On the opposite side of the floor, the men tend to their business, which really means drinking whiskey and smoking cigars. That, at least, is the same in every mafia culture.

“Tanaka.”

It appears that my sanctuary is not safe from everyone because Alexei has found me. Beside him, a ghostly woman clings to his arm. In person, his wife looks more haunted than I imagined. Tragic is the only word I can think of to describe her. She is beautiful and pale, but empty.

I give her a reserved smile, and Alexei smooths his palms over her shoulders. “You will be just fine, Solnyshko. You have your star, yes?”

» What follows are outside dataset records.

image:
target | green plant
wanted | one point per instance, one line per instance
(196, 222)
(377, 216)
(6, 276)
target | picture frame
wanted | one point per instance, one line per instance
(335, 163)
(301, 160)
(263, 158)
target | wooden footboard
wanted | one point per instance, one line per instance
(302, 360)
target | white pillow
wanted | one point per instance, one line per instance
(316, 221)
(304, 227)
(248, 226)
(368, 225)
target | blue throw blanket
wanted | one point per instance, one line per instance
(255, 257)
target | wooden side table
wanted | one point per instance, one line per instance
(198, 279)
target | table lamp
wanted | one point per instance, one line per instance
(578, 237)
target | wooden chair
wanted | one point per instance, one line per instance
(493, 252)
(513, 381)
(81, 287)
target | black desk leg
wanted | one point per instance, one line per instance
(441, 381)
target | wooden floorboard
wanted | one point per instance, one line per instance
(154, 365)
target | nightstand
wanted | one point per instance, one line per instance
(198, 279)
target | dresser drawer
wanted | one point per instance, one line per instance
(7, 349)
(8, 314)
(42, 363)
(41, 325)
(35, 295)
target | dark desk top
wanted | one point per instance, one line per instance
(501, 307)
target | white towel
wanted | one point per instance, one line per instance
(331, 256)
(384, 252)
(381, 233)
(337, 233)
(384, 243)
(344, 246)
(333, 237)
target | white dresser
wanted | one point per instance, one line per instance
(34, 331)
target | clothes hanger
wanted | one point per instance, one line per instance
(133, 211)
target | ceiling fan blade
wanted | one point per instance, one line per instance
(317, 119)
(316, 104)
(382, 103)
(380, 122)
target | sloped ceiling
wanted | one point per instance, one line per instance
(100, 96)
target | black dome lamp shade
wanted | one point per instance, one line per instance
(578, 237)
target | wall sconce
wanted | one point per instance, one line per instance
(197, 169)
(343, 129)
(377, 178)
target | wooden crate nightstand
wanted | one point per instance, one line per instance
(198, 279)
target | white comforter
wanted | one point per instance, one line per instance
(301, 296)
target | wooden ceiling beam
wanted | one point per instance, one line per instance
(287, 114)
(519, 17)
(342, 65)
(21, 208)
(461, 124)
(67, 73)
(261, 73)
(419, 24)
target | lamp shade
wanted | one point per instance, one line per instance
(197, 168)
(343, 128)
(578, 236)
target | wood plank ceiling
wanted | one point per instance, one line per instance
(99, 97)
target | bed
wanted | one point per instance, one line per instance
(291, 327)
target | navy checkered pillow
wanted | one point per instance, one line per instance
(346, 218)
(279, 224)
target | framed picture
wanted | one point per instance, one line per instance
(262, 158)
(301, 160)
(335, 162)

She touches the tattoo on her hand where her husband has left his mark on her, and a small fire of jealousy kindles inside me. I don’t want to be owned. I don’t want to be property. But by the way his eyes soften when they fall on her, it’s obvious he loves her. He would do anything for her. And that is what his star signifies.

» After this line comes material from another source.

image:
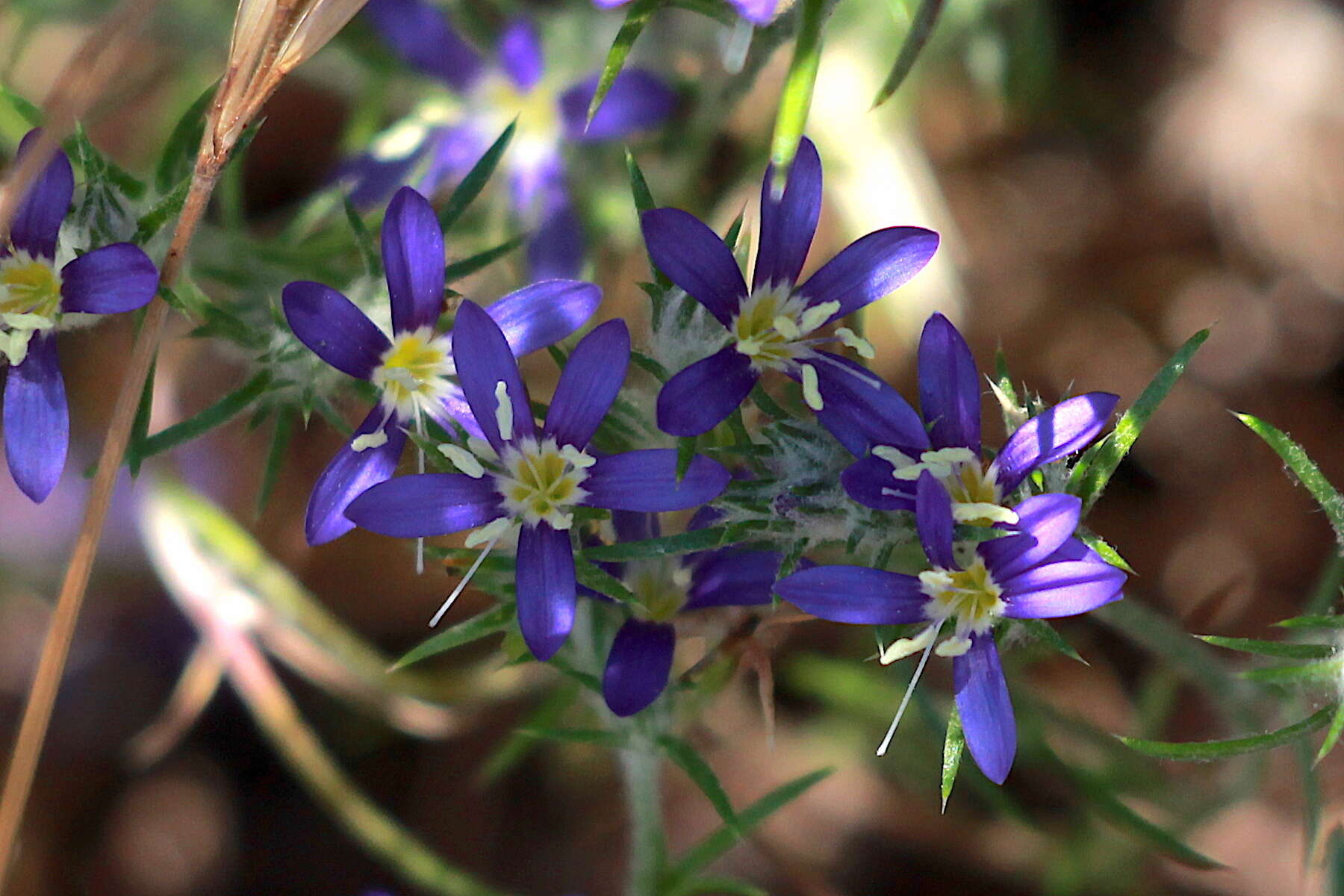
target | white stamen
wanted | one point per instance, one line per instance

“I’ll be just a few short steps away if you need anything,” he says.

“Okay.”

Alexei releases her reluctantly, and she comes to sit beside me. There’s an awkward gap of silence in which I try to figure out the best approach for this situation. Alexei wanted me to befriend her. The girl has been through all nine circles of hell, and she needs an ally in this strange new world. She was not born into the mafia, and it’s evident as her eyes dart around the room.

“I don’t fit in here either.”

“What do you mean?” Her reply is spoken in a soft and childlike voice.

I decide to take an honest approach with her. Someone who has been through as much trauma as she has will undoubtedly find it difficult to trust anyone. But if I level the playing field, she might open up.

“I am simply collateral,” I explain. “My father owes a large debt, and I am in Nikolai’s charge until he comes through with it.”

“Oh. When do you think that will be?”

“Never,” I answer. “He cannot pay.”

Her eyes widen, and she looks stricken at the thought. “So what will happen to you?”

I glance around the room, subconsciously seeking out my captor, and it appears Ana isn’t the only contender for his affections. There is yet another woman who I don’t know making her way into his orbit. I force my attention back to Talia and clutch my hands in my lap. “Whatever Nikolai decides.”

She is quiet for a pause, and I think that maybe I took the wrong approach after all.

“I was collateral too,” she blurts.

I offer her a smile. “I know.”

“You do?”

I don’t want to taint our budding friendship, so I won’t mention the things Alexei told me. It would be a fallacy to say his intentions are the only reason we find ourselves together this evening when I genuinely do want to be her friend. She would be the only real friend I ever had.

“I overheard Nikolai mention you,” I say.